By now, Barney and Stig (remember?) are good friends and Barney is spending as much time as he can in Stig’s now beautifully smoke-free cave. Yes, the smoky problem has been solved with an ingeniously executed chimney system, made using those ‘ruined’ tin cans and an upside-down bath tub, of all things. And Stig has also been introduced to matches and learnt the ease with which it is now possible to light a piece of paper (imagine the fun we had acting that out with a partner!) race outside to see the smoke curling up out of the new chimney, before careering back inside again to repeat the exercise. Over and over.
Anyway, on a subsequent visit, Barney discovers that Stig has been creative, using a piece of charred, blackened board to draw on the white, chalk walls of his cave. He has drawn a hunting scene, with stags fleeing in fear from humans brandishing flint-tipped spears.
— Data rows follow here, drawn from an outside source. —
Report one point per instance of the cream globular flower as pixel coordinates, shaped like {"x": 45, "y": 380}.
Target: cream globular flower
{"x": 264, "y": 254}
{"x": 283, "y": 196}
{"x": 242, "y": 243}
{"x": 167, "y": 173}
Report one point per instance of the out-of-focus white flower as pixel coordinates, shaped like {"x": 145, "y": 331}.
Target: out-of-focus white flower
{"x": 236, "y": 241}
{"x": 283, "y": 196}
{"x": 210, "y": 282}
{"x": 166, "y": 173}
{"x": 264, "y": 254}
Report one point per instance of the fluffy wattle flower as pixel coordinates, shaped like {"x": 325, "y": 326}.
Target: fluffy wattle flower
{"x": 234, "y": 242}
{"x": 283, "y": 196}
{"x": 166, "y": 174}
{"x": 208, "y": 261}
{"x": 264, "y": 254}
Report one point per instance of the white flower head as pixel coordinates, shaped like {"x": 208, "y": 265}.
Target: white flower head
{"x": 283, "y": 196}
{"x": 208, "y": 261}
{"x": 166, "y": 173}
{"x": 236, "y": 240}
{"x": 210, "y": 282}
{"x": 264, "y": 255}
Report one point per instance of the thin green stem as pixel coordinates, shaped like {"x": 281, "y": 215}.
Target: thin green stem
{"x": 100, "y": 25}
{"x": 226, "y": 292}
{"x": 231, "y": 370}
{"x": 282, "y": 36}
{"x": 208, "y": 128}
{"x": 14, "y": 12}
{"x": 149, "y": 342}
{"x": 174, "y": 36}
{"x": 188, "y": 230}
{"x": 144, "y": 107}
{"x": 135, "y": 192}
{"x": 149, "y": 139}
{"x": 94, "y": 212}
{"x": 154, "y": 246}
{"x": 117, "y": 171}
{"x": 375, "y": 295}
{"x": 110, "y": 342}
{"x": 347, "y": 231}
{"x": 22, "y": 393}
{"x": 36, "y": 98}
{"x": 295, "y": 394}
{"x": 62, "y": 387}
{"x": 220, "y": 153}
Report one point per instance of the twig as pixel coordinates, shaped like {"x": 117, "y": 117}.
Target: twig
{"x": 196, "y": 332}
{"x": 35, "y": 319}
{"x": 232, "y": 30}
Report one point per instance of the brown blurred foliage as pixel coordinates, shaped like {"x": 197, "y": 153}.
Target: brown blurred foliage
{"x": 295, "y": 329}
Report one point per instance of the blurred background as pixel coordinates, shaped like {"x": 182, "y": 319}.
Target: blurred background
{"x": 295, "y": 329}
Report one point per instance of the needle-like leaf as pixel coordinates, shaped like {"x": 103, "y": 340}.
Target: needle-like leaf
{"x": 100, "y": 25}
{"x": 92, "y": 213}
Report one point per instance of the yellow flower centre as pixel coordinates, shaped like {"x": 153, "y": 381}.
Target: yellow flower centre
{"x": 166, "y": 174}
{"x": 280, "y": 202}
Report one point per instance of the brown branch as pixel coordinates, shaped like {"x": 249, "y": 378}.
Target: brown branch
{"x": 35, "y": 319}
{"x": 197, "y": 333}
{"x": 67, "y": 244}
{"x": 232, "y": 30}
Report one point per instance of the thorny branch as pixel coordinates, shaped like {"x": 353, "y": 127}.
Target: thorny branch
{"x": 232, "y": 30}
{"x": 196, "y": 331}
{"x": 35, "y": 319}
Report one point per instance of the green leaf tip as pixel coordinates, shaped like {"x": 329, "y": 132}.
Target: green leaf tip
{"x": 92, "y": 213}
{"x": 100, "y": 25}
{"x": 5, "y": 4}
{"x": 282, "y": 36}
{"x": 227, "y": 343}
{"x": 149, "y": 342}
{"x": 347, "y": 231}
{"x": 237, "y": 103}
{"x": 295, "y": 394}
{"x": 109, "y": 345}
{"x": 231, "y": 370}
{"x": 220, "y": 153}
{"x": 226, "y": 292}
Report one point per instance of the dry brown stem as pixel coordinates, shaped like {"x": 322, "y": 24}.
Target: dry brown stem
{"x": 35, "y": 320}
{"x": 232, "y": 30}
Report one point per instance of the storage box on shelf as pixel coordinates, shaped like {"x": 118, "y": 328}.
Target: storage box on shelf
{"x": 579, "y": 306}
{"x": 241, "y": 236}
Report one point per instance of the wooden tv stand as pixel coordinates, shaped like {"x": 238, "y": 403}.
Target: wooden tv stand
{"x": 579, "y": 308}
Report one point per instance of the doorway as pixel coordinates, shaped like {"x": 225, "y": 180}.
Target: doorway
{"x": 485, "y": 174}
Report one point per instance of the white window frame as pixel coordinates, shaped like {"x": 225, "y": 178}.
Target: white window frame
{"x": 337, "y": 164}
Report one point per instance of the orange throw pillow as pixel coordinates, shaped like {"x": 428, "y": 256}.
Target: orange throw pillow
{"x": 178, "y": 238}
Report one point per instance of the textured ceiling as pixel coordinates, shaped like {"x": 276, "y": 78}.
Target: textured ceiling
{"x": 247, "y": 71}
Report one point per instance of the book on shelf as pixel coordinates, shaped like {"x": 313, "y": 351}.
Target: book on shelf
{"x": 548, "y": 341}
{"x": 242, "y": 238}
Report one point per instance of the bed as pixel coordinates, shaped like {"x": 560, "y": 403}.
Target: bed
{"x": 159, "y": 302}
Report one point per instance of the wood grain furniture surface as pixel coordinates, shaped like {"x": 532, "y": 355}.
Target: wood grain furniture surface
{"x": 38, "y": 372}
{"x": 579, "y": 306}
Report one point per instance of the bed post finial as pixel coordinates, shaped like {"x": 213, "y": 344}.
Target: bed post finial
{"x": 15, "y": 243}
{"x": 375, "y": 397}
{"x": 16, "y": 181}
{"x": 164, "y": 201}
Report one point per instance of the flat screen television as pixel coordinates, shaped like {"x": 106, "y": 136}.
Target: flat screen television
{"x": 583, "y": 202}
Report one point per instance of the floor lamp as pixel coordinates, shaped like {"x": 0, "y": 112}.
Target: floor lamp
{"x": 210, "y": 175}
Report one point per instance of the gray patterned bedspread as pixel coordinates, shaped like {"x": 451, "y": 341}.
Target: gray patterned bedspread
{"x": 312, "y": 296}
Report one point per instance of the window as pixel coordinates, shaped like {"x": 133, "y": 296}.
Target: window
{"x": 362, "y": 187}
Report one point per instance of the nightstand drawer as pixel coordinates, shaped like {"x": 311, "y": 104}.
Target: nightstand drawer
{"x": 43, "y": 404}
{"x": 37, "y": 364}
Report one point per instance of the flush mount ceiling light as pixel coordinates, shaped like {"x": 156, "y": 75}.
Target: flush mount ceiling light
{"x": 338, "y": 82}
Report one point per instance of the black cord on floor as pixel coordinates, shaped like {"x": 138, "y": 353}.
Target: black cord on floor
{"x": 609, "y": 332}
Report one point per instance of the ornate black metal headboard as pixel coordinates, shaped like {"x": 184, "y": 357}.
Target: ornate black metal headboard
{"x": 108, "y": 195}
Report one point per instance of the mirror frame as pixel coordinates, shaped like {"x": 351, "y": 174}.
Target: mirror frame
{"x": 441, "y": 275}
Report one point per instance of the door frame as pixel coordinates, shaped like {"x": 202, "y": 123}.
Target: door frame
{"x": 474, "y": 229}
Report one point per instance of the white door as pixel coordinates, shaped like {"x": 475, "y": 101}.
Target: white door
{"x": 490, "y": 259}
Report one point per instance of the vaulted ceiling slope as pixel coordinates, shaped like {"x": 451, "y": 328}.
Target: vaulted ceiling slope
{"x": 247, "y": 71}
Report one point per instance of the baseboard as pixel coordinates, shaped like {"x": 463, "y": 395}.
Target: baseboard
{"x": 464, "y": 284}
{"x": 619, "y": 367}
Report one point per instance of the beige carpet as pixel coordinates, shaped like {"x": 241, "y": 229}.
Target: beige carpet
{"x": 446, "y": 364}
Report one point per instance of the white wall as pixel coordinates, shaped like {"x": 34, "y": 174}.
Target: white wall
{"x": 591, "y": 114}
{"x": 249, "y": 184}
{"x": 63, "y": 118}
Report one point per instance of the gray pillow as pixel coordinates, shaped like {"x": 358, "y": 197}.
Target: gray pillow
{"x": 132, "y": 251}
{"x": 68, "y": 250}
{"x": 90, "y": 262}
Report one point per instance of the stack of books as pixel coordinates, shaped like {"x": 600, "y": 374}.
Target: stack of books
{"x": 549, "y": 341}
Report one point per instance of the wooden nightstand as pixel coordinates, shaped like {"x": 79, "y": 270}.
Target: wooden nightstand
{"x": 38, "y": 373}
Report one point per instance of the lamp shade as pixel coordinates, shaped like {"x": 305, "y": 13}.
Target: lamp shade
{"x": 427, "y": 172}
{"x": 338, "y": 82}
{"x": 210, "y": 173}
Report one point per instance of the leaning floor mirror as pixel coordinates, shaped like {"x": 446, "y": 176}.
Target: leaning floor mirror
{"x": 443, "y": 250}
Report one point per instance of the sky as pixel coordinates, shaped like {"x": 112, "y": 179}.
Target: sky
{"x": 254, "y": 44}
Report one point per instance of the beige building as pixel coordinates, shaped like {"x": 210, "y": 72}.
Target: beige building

So of course we had to have a go ourselves. Though not on the walls. We did use burnt wood though. Or charcoal to be more precise.
First, we taped a piece of paper to the desk (you’ll see why later).
Next we had enormous fun taking a perfectly good piece of drawing charcoal and bashing it to smithereens with a wooden spoon (improvisation; it was all we could find!) We needed charcoal powder you see.
Then we squished up a paper towel, dipped it into the charcoal powder…..
before using it to turn the white paper a soft pale grey. Our chalk wall.
Next we learned the technique of using drawing charcoal; there is a special way to hold it to stop it snapping (drawing charcoal is thin and brittle).
Then we used a combination of charcoal…..
and chalk to create our very own ‘authentic’ cave painting.
In spite of some impressive black hands…..
I think that if you come to the classroom to take a closer look, you too will be amazed, not only by our hunting scenes, but also by the perfect white frames around them.